The gathering stared at Chessey, seeming to expect her to suddenly make a fire out of two sticks or sprout a green sash. Chessey felt a crimson blush flare on her cheeks.

“If Lieutenant McKenna needs a party girl to accompany him,” she said, “I am certainly not the appropriate choice.”

“Party girls he can get anywhere,” the general snorted. “He needs to be returned to a civilized state—being in that Baghdad prison must have warped him.”

“Or maybe he was always this primitive,” Winston observed. “In which case, Chessey, you’ve got a lot of work to do.”

“I won’t disappoint you.”

“I don’t want this woman,” McKenna said, looking at her. “Even if I was going on your tour, I wouldn’t take her.”

“Soldier, we know you’re not going to embarrass us with a cross-country display of your soda chugging and peanut tossing abilities,” the general said. “And I can only hope that you’re not going to kiss every single female in your path. But the schedule does present some very different experiences for you. Different social stratas.”

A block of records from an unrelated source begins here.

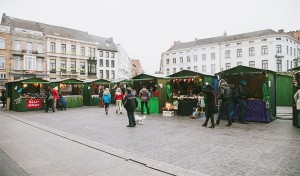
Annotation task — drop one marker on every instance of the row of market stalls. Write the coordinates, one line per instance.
(266, 89)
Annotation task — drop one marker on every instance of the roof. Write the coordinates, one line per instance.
(183, 45)
(242, 70)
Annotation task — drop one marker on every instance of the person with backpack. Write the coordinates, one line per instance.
(130, 104)
(224, 95)
(144, 96)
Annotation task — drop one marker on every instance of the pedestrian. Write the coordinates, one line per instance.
(242, 97)
(130, 104)
(106, 98)
(225, 96)
(144, 96)
(119, 98)
(49, 100)
(3, 98)
(210, 105)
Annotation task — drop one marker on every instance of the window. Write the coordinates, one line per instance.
(279, 65)
(101, 73)
(63, 65)
(252, 64)
(181, 59)
(17, 45)
(39, 64)
(82, 51)
(251, 51)
(2, 62)
(2, 43)
(73, 49)
(203, 57)
(188, 59)
(82, 68)
(17, 63)
(278, 49)
(228, 66)
(239, 53)
(195, 58)
(212, 55)
(264, 64)
(52, 47)
(40, 48)
(52, 65)
(204, 68)
(73, 66)
(112, 64)
(213, 68)
(107, 74)
(29, 63)
(264, 50)
(227, 54)
(112, 74)
(29, 46)
(63, 48)
(195, 68)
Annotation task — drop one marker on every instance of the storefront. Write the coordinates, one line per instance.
(261, 89)
(185, 87)
(26, 94)
(91, 91)
(71, 89)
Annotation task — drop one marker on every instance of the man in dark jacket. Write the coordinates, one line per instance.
(130, 104)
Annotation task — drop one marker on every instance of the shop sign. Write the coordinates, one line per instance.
(33, 103)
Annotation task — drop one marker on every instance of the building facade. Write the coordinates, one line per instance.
(265, 49)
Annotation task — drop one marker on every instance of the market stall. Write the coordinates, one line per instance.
(156, 84)
(26, 94)
(71, 89)
(91, 91)
(185, 87)
(261, 89)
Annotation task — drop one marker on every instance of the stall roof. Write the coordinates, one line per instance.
(32, 80)
(186, 74)
(99, 81)
(68, 81)
(242, 70)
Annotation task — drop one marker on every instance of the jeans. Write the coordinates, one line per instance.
(131, 118)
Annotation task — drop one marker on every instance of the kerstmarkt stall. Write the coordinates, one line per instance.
(261, 89)
(26, 94)
(71, 89)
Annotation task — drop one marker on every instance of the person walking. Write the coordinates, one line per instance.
(210, 105)
(225, 96)
(144, 96)
(49, 100)
(106, 98)
(119, 97)
(130, 104)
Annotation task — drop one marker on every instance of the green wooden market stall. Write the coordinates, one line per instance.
(157, 82)
(26, 94)
(71, 89)
(261, 104)
(185, 86)
(91, 91)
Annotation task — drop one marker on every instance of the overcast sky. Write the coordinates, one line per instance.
(146, 28)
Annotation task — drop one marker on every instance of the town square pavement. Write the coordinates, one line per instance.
(85, 141)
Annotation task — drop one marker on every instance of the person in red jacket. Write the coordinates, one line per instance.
(119, 98)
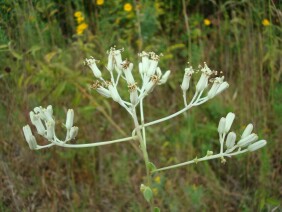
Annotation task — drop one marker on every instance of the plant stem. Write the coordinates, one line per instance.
(57, 142)
(142, 143)
(200, 159)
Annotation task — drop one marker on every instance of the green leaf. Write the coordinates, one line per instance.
(148, 194)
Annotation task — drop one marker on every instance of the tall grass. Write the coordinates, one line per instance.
(41, 63)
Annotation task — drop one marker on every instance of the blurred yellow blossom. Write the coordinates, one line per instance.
(78, 14)
(155, 191)
(80, 28)
(80, 19)
(207, 22)
(265, 22)
(127, 7)
(157, 179)
(100, 2)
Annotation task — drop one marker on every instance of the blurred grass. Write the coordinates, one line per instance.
(42, 63)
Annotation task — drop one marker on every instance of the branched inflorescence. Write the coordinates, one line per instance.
(208, 86)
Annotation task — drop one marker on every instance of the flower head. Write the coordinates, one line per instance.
(265, 22)
(100, 2)
(127, 7)
(78, 14)
(207, 22)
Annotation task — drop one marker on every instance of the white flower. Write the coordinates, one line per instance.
(145, 61)
(221, 125)
(73, 132)
(50, 130)
(223, 86)
(133, 94)
(152, 68)
(257, 145)
(230, 140)
(216, 84)
(114, 93)
(36, 121)
(164, 78)
(91, 62)
(186, 78)
(204, 79)
(69, 120)
(140, 68)
(104, 92)
(30, 139)
(118, 58)
(248, 130)
(128, 72)
(229, 121)
(248, 140)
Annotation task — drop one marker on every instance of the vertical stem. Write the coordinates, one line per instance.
(142, 144)
(140, 46)
(186, 20)
(142, 122)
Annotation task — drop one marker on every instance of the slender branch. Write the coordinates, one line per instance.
(57, 143)
(196, 160)
(142, 122)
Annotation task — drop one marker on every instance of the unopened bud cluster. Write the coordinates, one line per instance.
(248, 140)
(44, 123)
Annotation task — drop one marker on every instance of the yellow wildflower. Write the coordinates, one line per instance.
(207, 22)
(157, 179)
(265, 22)
(127, 7)
(80, 28)
(80, 19)
(100, 2)
(155, 191)
(78, 14)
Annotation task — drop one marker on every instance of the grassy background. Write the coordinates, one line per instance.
(41, 63)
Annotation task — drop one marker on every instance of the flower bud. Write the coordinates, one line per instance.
(30, 139)
(73, 132)
(104, 92)
(221, 125)
(110, 65)
(229, 121)
(134, 96)
(114, 93)
(118, 59)
(145, 61)
(128, 74)
(216, 84)
(222, 87)
(257, 145)
(93, 66)
(50, 130)
(248, 130)
(140, 68)
(70, 117)
(36, 121)
(248, 140)
(152, 68)
(50, 110)
(186, 79)
(202, 83)
(230, 140)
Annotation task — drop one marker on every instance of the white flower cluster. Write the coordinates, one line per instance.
(248, 140)
(44, 122)
(150, 73)
(151, 76)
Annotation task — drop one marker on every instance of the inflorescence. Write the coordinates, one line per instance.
(208, 86)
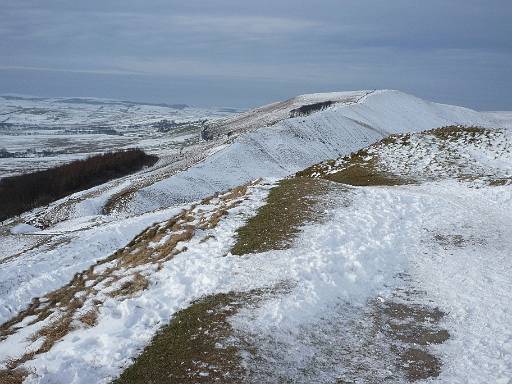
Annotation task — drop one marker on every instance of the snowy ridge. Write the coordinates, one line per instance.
(296, 143)
(370, 236)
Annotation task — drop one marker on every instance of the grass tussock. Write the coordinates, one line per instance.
(288, 206)
(24, 192)
(357, 169)
(62, 309)
(199, 344)
(190, 349)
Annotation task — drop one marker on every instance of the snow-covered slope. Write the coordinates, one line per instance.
(292, 144)
(356, 253)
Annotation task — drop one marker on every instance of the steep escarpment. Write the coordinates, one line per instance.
(283, 145)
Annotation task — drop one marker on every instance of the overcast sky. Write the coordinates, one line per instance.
(245, 53)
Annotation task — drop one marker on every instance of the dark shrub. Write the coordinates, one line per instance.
(24, 192)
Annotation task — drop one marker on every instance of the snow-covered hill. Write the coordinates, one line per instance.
(88, 289)
(288, 145)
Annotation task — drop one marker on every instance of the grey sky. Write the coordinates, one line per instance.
(244, 53)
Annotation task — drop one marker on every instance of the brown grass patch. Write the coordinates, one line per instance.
(288, 206)
(145, 249)
(132, 287)
(90, 318)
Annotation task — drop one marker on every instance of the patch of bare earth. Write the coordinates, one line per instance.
(199, 345)
(290, 204)
(119, 276)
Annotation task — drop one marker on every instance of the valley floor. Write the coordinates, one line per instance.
(402, 276)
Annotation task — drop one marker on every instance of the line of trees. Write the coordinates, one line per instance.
(24, 192)
(310, 108)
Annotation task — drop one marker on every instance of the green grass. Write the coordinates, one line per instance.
(186, 349)
(289, 205)
(359, 169)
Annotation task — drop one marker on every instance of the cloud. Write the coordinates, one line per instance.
(301, 46)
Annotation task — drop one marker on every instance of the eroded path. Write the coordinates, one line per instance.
(390, 265)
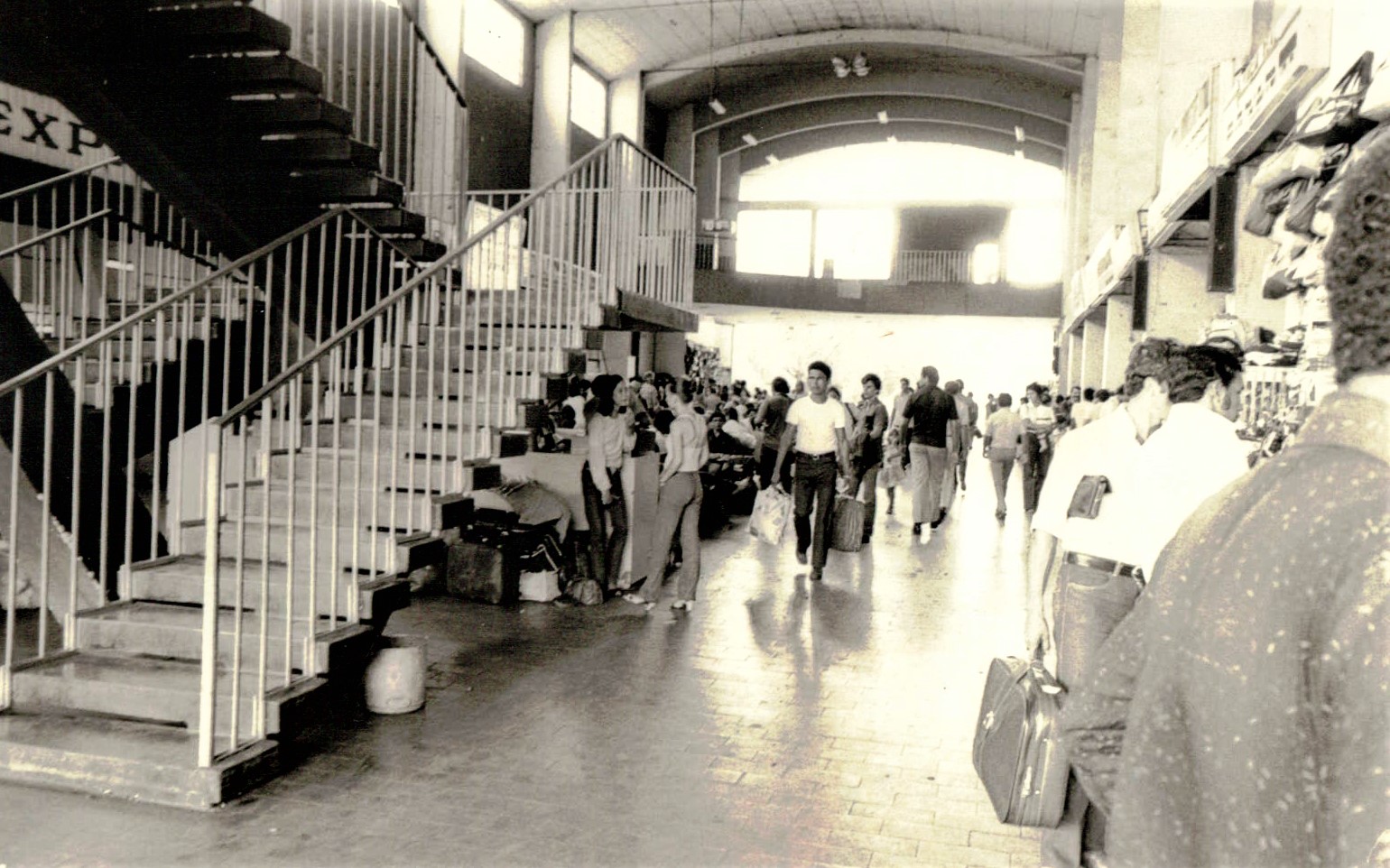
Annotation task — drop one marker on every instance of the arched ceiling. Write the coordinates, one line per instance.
(808, 141)
(623, 36)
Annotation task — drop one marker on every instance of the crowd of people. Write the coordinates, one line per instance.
(1222, 633)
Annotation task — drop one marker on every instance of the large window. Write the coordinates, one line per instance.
(774, 241)
(496, 36)
(857, 241)
(588, 102)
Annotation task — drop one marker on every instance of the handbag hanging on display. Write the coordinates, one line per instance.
(1269, 205)
(1336, 117)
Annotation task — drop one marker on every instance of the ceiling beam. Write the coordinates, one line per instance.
(826, 113)
(795, 143)
(1039, 60)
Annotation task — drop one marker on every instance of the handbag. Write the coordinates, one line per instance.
(772, 510)
(1375, 105)
(1268, 205)
(1336, 117)
(1018, 742)
(847, 531)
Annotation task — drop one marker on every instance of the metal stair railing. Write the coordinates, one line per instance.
(82, 249)
(378, 64)
(414, 386)
(162, 371)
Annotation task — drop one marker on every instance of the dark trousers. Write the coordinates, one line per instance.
(766, 461)
(607, 528)
(1089, 605)
(815, 488)
(1034, 470)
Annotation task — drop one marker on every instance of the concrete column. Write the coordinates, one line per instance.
(1075, 361)
(1119, 337)
(626, 107)
(1181, 307)
(680, 142)
(1080, 152)
(707, 175)
(1093, 350)
(551, 110)
(671, 353)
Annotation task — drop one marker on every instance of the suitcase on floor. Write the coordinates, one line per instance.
(847, 531)
(1018, 749)
(484, 572)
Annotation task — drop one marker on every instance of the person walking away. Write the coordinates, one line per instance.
(891, 474)
(1097, 581)
(1037, 427)
(866, 450)
(958, 443)
(1238, 716)
(772, 420)
(609, 435)
(924, 429)
(1086, 410)
(679, 502)
(1196, 453)
(900, 403)
(1003, 438)
(816, 435)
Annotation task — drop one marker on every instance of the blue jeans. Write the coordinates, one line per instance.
(815, 485)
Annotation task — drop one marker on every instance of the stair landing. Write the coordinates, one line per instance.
(126, 760)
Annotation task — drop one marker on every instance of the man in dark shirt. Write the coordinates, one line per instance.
(772, 421)
(924, 429)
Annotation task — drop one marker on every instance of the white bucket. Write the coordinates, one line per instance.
(396, 677)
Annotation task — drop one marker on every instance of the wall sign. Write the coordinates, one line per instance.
(1191, 153)
(39, 128)
(1274, 78)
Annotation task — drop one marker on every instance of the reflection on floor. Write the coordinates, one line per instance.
(783, 723)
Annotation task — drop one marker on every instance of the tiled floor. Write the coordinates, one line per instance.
(780, 724)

“Excuse me, General,” Chessey said, looking up from the folder. “My assignment is to go on the road, alone, with him?”

“Think of yourself as an animal trainer,” Winston said.

The general chuckled. “My guess is that if you succeed at housebreaking this hero, you can pretty much pick your job here at the State Department,” he said. “Am I right?”

“Absolutely,” Winston agreed. “All he needs is a dress uniform, a stump speech you can toss off in a minute, and a quick, but thorough, course in manners.”

She stared at McKenna bluntly.

Definitely the manners. He needed the manners.

“I can have any job?” she asked.

Winston started to mumble about civil service requirements.

“I think the fine state of Arizona would be delighted to have you on board in its congressional offices,” the congressman from Arizona said. “How about New York?”

The New York congressman bobbed his head.

“If you pull this one off, you can have my job,” added the general.

“Chessey,” Winston said, in a voice soft as suede. “I’m counting on you.”

“You are?”

“Absolutely,” he said, and he took off his glasses. When his big brown eyes gazed into hers, Chessey felt as if he were seeing her—really seeing her—for the very first time. “Chessey, your country... I mean, I really need you.”

She looked down modestly but then did a one-eighty, boldly meeting his gaze.

Such a nice man, her grandmother had said once, when Chessey had described her job.

“The Fairchilds don’t have money,” her grandmother had added wistfully. “But they have more than made up for it in good breeding.”

“That settles it,” Chessey said. She looked at her charge boldly, determined to make sure the balance of power was established early. He hadn’t had the luxury of the good breeding of the Fairchild family, but he could learn. And she could teach him. “Lieutenant, we will start with lesson one. You are never to kiss me again.”

And she swept out of the room.

Not quickly enough to avoid hearing his reply.

“All right, all right, I’ll wait till you ask me.”